Redner(in): Angela Merkel
Datum: 16.10.2009

Untertitel: in Berlin
Anrede: Sehr geehrter Herr Prof. Parzinger, Herr Eissenhauer, Herr Staatsminister, lieber Bernd Neumann, Herr Regierender Bürgermeister, verehrte Kolleginnen und Kollegen aus den Parlamenten, insbesondere natürlich aus dem Deutschen Bundestag, meine Damen und Herren,
Quelle (evtl. nicht mehr verfügbar): http://www.bundesregierung.de/nn_914560/Content/DE/Rede/2009/10/2009-10-19-rede-merkel-neues-museum,layoutVariant=Druckansicht.html


Kultur fällt uns nicht wie eine reife Frucht in den Schoß. Der Baum muss gewissenhaft gepflegt werden, wenn er Frucht tragen soll." Dieses bekannte Zitat von Albert Schweitzer scheint für die Berliner Museumsinsel geradezu wie geschaffen zu sein. Denn in der Tat, die Sanierungsarbeiten haben hier reichlich Frucht getragen. Nach der Alten Nationalgalerie und dem Bode-Museum erstrahlt nun auch das Neue Museum in neuem Glanz. Auch ich sage aus voller Überzeugung: Seine Wiedereröffnung markiert einen großen Tag für die Kultur. Denn es ist eines der kulturgeschichtlich bedeutendsten Museumsgebäude Europas, das der Öffentlichkeit heute wiedergegeben wird.

Die Museumsinsel war und ist für mich einer der schönsten und interessantesten Orte in Berlin. Eingebettet zwischen den beiden Armen der Spree ist sie ein Ruhepol in der bewegten Metropole. Dies sage ich nicht nur, weil ich gleich gegenüber wohne, sondern auch aus anderen Erfahrungen. Sie strahlt die Erhabenheit und Würde einer Akropolis der Kunst und Kulturgeschichte aus. Doch zugleich war die Ruine des Neuen Museums für mich auch immer ein Ort der Trauer. Sie erinnerte an einen Krieg, den Deutschland entfesselt hat einen Krieg, der so unermessliches Leid über Europa und die Welt brachte und auch Deutschland selbst und seine Kulturbauten in Schutt und Asche legte.

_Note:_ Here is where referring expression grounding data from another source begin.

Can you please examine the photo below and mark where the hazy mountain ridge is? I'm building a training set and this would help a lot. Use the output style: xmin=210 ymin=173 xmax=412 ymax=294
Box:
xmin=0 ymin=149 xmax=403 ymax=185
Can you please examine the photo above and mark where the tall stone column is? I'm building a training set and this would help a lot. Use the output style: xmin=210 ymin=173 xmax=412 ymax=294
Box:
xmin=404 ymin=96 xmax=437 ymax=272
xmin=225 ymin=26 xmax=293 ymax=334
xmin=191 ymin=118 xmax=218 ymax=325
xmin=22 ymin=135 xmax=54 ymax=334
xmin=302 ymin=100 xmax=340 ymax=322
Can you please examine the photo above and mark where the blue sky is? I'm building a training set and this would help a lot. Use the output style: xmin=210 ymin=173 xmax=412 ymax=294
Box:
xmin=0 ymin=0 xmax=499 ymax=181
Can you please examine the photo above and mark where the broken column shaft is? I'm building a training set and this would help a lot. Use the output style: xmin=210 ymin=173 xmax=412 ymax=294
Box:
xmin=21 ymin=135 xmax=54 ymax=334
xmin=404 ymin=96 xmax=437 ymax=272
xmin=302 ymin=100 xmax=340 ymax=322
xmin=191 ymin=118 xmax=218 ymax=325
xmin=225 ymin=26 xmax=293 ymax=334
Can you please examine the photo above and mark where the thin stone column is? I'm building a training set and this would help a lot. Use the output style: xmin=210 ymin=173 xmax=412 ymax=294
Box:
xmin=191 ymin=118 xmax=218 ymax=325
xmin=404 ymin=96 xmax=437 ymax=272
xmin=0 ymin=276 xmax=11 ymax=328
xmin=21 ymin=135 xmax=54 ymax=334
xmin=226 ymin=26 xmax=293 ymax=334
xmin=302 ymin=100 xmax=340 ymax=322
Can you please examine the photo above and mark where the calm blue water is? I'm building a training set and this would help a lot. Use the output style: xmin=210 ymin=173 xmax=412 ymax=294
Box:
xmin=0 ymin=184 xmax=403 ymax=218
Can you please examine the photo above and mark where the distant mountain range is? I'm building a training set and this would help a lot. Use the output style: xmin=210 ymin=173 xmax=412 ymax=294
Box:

Erst 1986, also 41Jahre nach Kriegsende, begann die frühere DDR mit den Gründungsmaßnahmen für einen Wiederaufbau des Neuen Museums. Die fehlenden Ressourcen waren sicher nur ein Grund für diesen späten Einsatz. Denn ansonsten wurde ja für politische Prestigeprojekte ausreichend viel Geld aufgebracht. Vielleicht war eine Ursache, dass spektakuläre Teile der Sammlungen, die hier einst ausgestellt wurden, verschollen waren so etwa große Teile der Schätze der Ur- und Frühgeschichte vermutlich in der damaligen Sowjetunion. Auch Teile der ägyptischen Sammlung fehlten, darunter die weltberühmte Büste von Nofretete, die in Westdeutschland und ab 1956 dann in West-Berlin ein neues Zuhause fand.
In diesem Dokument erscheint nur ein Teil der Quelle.